As we head into the coldest temperatures and wind chills by far this season, and another movable feast of serious lake snow and blowing snow, the least I can do is let you know it won’t be relentless — it will only seem that way when you’re out in it.
After Thursday’s subzero wind chills, Saturday’s warm-up into the upper 30s should feel like relief. Sort of. Because it will look like this:
Not a good look, I admit. Gusty winds with some slushy snow turning to rain will not exactly fill the bill for relief. And then there’s Sunday, when some of you may still toddle to the stadium in the hope the Browns will be the Browns.
Diminishing snow showers and diminishing temperatures with a brisk wind will enhance the optimistic atmosphere, right? Temps fall from the low 30s into the 20s. I suggest, as a non-sportsperson, you Bills had better win this one. The wind chill always feels worse after a loss. After the game, a polar air mass will dig in its heels for a day or two, but there will be more ups and downs following.
For example, there’s the look of Dec. 22. See that dashed red line? That’s a sign of a distinct warm-up.
After that, the picture gets fuzzier as we go further out in time, as you would expect.
There is some question whether there will be enough warming to cancel the white Christmas at lower elevations. I have my doubts all the old snow will be gone by Christmas even near Buffalo, and there certainly will be some old snow left in the hilly terrain after the huge amounts which already have fallen.
The ensembles suggest some more ups and downs before Christmas, with the European suggesting at least a modest cold shot toward Christmas Eve, which may allow for some fresh snow. There’s simply too much uncertainty to speculate on whether that will occur this far out in time, but at least you can see the colder air approaching from the west here.

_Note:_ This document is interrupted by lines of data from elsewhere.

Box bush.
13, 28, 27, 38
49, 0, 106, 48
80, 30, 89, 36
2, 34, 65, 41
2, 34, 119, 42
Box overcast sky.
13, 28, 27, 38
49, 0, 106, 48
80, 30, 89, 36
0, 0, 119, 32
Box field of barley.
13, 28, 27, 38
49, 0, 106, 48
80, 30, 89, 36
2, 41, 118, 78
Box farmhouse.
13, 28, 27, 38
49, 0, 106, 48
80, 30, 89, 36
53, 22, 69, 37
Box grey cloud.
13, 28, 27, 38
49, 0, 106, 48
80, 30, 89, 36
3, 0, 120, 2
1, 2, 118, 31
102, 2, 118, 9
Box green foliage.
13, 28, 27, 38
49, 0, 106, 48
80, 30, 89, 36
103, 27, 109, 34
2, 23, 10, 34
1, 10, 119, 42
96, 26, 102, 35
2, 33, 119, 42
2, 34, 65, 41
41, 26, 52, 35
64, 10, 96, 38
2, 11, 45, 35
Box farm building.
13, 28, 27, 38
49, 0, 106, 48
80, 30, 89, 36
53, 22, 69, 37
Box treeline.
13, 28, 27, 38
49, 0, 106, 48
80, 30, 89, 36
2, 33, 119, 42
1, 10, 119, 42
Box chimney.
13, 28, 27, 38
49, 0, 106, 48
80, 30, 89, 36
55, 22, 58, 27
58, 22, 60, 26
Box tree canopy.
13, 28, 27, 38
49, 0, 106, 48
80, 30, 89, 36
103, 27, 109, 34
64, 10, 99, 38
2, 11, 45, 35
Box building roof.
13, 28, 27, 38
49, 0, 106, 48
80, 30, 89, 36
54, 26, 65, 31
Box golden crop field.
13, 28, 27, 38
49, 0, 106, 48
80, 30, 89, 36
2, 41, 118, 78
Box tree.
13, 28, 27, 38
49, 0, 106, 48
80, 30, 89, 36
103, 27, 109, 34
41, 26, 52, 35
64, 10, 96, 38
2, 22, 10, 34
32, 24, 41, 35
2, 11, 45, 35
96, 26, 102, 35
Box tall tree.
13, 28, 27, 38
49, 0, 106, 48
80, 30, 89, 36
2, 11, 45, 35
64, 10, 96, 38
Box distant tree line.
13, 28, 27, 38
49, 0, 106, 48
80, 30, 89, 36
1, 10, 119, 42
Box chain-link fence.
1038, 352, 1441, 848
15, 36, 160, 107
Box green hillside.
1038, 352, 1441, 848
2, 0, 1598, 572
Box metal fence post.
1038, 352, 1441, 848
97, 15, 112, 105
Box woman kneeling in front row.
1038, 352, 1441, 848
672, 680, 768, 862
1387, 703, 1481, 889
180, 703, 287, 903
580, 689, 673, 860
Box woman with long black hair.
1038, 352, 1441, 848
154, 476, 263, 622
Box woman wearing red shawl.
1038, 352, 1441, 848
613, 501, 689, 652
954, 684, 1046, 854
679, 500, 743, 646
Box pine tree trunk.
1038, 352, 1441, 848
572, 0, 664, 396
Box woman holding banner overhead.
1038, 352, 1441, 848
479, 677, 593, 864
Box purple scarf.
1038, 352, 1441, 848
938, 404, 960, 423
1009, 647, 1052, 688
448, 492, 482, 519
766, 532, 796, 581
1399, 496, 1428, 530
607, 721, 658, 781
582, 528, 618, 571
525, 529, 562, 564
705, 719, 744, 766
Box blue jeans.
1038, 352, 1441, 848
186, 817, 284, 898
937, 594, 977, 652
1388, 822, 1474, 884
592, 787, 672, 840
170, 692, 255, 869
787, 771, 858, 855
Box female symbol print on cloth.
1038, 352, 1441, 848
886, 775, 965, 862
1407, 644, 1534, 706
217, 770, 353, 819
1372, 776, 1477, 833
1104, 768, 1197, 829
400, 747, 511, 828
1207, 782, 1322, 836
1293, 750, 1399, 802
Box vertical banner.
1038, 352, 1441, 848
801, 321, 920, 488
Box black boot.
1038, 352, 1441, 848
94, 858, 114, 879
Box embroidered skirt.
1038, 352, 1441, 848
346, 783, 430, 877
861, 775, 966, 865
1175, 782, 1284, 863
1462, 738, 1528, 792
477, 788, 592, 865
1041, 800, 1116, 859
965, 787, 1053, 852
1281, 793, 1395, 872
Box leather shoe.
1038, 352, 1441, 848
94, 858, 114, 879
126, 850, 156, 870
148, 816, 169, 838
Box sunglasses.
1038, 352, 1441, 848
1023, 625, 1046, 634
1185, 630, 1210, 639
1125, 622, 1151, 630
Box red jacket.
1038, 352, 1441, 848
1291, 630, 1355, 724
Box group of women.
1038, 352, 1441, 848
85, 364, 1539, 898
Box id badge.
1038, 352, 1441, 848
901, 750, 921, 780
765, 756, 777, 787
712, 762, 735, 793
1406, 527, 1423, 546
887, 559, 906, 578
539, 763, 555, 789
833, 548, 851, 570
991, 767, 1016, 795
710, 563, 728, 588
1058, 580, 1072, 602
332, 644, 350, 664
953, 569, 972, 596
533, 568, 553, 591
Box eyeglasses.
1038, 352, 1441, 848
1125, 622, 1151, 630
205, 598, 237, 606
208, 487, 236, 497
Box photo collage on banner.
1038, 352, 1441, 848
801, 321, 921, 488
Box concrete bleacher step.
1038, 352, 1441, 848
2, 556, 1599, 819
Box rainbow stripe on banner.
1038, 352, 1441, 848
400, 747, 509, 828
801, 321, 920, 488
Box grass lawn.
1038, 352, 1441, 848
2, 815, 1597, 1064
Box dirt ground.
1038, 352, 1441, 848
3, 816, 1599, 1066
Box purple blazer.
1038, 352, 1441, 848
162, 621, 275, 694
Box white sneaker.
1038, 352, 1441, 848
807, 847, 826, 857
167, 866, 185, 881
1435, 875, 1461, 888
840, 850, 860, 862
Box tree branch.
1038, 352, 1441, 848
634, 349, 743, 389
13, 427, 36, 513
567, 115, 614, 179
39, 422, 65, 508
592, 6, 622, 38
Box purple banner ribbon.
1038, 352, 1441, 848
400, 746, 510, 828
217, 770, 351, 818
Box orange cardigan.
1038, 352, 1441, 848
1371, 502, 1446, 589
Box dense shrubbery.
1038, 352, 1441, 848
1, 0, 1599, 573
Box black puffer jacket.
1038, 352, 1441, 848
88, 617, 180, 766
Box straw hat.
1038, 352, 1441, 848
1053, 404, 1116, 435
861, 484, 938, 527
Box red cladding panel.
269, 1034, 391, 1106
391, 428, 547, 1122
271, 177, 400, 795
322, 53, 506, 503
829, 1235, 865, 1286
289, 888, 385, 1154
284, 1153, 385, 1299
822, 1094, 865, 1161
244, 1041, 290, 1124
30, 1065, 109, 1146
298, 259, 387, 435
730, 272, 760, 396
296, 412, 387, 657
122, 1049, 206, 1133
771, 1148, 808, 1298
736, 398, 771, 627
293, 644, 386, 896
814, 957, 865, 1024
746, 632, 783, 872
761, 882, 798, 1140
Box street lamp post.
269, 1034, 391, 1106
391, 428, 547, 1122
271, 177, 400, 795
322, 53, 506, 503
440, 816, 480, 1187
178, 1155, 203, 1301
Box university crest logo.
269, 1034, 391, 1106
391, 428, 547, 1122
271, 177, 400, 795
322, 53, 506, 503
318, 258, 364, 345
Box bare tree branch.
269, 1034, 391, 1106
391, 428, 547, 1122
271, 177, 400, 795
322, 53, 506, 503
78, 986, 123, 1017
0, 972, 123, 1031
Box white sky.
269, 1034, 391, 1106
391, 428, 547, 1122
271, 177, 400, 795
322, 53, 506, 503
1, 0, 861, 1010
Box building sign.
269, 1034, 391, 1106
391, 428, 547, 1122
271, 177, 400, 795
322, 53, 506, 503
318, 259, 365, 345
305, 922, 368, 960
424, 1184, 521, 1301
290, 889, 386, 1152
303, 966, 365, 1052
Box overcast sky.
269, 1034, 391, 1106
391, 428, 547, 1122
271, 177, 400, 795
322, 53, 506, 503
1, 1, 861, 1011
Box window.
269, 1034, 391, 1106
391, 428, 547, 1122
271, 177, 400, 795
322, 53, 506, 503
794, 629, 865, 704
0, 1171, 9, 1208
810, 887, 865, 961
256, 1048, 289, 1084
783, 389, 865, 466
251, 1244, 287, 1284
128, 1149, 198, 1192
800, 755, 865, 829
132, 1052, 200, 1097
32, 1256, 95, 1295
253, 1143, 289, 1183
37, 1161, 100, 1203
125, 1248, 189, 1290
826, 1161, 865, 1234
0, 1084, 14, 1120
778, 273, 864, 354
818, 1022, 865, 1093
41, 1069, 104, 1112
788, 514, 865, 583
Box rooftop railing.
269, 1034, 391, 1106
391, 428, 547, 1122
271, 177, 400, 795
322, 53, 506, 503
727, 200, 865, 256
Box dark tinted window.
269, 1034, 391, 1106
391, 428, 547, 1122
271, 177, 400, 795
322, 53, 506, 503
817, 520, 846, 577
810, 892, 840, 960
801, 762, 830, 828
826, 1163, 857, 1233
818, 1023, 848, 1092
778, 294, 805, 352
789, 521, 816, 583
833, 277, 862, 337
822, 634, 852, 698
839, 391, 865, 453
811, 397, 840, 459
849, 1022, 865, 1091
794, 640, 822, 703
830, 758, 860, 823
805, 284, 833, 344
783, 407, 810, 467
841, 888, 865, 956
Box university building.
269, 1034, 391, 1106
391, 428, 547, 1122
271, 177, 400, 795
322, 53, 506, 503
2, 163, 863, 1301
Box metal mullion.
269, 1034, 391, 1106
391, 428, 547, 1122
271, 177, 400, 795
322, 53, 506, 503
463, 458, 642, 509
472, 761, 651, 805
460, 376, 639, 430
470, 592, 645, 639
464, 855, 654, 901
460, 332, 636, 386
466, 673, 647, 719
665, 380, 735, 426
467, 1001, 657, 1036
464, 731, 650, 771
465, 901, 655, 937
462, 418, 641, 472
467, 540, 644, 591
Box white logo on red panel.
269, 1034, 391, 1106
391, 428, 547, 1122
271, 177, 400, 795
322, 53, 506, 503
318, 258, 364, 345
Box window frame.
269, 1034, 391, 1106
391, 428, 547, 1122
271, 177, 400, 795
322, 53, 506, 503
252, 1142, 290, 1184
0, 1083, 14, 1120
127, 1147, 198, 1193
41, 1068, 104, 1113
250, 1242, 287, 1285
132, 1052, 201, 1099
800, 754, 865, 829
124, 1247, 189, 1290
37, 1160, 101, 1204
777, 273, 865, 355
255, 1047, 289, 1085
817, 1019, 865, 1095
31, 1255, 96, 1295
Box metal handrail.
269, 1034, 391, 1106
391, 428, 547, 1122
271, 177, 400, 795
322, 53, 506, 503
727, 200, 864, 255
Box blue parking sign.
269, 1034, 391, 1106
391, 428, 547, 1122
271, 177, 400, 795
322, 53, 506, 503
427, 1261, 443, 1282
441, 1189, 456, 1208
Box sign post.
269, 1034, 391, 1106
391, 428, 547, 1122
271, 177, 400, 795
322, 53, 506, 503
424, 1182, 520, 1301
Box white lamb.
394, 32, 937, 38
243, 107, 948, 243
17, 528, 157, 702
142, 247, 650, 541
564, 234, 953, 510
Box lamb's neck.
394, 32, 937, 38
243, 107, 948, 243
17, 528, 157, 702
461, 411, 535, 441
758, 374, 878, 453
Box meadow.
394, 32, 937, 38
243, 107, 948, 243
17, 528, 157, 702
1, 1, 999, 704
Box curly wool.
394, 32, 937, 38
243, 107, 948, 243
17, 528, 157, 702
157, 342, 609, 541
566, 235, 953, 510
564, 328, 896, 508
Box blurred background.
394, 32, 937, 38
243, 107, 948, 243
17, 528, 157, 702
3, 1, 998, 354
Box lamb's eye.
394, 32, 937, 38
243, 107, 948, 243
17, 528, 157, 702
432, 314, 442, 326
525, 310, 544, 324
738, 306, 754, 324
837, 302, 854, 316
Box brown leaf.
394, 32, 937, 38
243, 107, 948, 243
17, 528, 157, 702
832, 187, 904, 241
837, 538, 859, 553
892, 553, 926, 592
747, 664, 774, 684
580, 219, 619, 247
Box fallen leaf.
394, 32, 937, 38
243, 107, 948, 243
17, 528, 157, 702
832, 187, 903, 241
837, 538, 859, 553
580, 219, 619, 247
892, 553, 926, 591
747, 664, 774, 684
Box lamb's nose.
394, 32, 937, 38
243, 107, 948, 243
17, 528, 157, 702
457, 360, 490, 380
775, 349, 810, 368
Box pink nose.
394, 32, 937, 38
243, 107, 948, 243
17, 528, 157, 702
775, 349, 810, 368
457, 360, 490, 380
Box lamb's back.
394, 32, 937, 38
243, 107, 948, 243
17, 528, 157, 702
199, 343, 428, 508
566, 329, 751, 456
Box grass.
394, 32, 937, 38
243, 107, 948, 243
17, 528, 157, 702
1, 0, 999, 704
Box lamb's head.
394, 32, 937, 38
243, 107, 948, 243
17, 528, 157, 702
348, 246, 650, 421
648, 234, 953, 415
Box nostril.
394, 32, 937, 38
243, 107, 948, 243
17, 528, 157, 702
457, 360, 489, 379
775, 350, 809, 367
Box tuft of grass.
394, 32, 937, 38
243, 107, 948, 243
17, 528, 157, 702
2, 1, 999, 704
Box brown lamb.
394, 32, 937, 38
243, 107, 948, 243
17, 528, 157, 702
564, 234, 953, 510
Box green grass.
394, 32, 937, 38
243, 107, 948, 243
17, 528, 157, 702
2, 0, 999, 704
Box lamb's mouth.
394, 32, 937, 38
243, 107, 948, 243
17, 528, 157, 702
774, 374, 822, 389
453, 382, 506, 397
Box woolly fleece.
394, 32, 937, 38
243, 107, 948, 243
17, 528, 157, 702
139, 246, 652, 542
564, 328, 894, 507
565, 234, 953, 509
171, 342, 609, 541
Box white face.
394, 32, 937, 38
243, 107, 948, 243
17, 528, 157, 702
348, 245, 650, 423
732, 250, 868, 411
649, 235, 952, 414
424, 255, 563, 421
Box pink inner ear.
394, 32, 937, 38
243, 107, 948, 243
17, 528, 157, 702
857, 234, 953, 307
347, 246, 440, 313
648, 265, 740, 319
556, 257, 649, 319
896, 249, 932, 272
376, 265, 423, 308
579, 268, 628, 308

Most ensembles (multiple runs of individual models) are suggesting some more frequent warming after Christmas and into the first half of January. After mid-January, the European extended range ensemble (good only for trends, NOT daily forecasts) suggests a return to frequent harsh cold over the Midwest, the Great Lakes and the Northeast.
Almost needless to say, nothing is carved in stone or even silly putty 30-40 days from now.
The less successful National Weather Service Climate Forecast System ensemble doesn’t show this return to a harsh pattern, but if I were forced to choose between the two ensembles, I’d go with the European. It’s far from foolproof but it does offer superior physics, a better track record and it has greater supercomputer crunch power behind it.
In the meantime, we can come back to my original thought.
Some harsh days are ahead, but this will not be the relentless cold of February 2015. If you’ve forgotten, that was the coldest month in Buffalo record-keeping history. We don’t appear to be heading back into THAT abyss.